Even Faster (we are not covering this).
-
Pipeline the cycles.
-
Since at one time we will have several instructions active, each
at a different cycle, the resourses can't be reused (e.g., more
than one instruction might need to do a register read/write at one
time).
-
Pipelining is more complicated than the single cycle
implementation we did.
-
This was the basic RISC technology on the 1980s.
-
A pipelined implementation of the MIPS CPU is covered in chapter 6.
-
Multiple datapaths (superscalar).
-
Issue several instructions each cycle and the hardware
figures out dependencies and only executes instructions when the
dependencies are satisfied.
-
Much more logic required, but conceptually not too difficult
providing the system executes instructions in order.
-
Pretty hairy if out of order (OOO) exectuion is
permitted.
-
Current high end processors are all OOO superscalar (and are
indeed pretty hairy).
-
VLIW (Very Long Instruction Word)
-
User (i.e., the compiler) packs several instructions into one
``superinstruction'' called a very long instruction.
-
User guarentees that there are no dependencies within a
superinstruction.
-
Hardware still needs multiple datapaths (indeed the datapaths are
not so different from superscalar).
-
The hairy control for superscalar (especially OOO superscalar)

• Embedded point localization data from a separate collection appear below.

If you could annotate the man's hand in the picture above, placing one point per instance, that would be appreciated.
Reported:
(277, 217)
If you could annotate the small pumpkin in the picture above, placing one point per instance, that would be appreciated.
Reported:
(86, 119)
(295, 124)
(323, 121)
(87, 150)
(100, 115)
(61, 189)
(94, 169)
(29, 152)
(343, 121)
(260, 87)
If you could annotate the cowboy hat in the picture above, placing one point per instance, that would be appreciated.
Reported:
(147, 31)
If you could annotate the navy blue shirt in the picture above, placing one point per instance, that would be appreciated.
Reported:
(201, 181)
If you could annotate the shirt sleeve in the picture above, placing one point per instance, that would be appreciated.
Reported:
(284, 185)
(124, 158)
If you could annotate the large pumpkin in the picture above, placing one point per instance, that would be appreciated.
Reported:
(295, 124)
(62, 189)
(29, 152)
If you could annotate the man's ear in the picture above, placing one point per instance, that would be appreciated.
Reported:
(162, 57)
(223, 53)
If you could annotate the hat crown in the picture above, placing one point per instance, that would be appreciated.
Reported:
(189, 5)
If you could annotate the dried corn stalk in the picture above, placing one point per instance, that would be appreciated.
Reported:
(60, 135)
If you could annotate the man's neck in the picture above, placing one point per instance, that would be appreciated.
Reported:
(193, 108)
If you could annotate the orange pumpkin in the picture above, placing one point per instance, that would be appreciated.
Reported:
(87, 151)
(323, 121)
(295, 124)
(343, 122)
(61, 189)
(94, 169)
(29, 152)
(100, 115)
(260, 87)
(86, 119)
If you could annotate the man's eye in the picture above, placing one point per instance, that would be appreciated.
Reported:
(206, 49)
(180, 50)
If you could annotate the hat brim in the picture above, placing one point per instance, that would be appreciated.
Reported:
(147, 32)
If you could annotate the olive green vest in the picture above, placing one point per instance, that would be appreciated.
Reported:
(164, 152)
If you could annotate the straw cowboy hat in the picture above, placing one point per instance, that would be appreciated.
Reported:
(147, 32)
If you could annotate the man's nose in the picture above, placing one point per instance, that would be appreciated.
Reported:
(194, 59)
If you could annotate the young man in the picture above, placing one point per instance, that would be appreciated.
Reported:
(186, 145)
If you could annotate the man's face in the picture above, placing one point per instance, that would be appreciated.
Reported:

is not needed since the dependency
checking is done by the compiler, not the hardware.
-
Was proposed and tried in 80s, but was dominated by superscalar.
-
A comeback (?) with Intel's EPIC (Explicitly Parallel Instruction
Computer) architecture.
-
Called IA-64 (Intel Architecture 64-bits); the first
implementation was called Merced and now has a funny name
(Itanium). It should be available RSN (Real Soon Now).
-
It has other features as well (e.g. predication).
-
The x86, Pentium, etc are called IA-32.
Chapter 2 Performance analysis
Homework:
Read Chapter 2
2.1: Introductions
Throughput measures the number of jobs per day
that can be accomplished. Response time measures how
long an individual job takes.
- A faster machine improves both metrics (increases throughput and
decreases response time).
- Normally anything that improves response time improves throughput.
- But the reverse isn't true. For example,
adding a processor likely to increase throughput more than
it decreases response time.
-
We will be concerned primarily with response time.
We define Performance as 1 / Execution time.
So machine X is n times faster than Y means that
-
The performance of X = n * the performance of Y.
-
The execution time of X = (1/n) * the execution time of Y.
2.2: Measuring Performance
How should we measure execution time?
-
CPU time.
-
This includes the time waiting for memory.
-
It does not include the time waiting for I/O
as this process is not running and hence using no CPU time.
-
Elapsed time on an otherwise empty system.
-
Elapsed time on a ``normally loaded'' system.
-
Elapsed time on a ``heavily loaded'' system.
We use CPU time, but this does not mean the other
metrics are worse.
Cycle time vs. Clock rate.
- Recall that cycle time is the length of a cycle.
- It is a unit of time.
- For modern computers it is expressed in nanoseconds,
abbreviated ns.
- One nanosecond is one billionth of a second = 10^(-9) seconds.
- Electricity travels about 1 foot in 1ns (in normal media).
- The clock rate tells how many cycles fit into a given time unit
(normally in one second).
- So the natural unit for clock rate is cycles per second.
This used to be abbreviated CPS.
- However, the world has changed and the new name for the same
thing is Hertz, abbreviated Hz.
One Hertz is one cycle per second.
- For modern computers the rate is expressed in megahertz,
abbreviated MHz.
- One megahertz is one million hertz = 10^6 hertz.
- A few machines have a clock rate exceeding a gigahertz (GHz).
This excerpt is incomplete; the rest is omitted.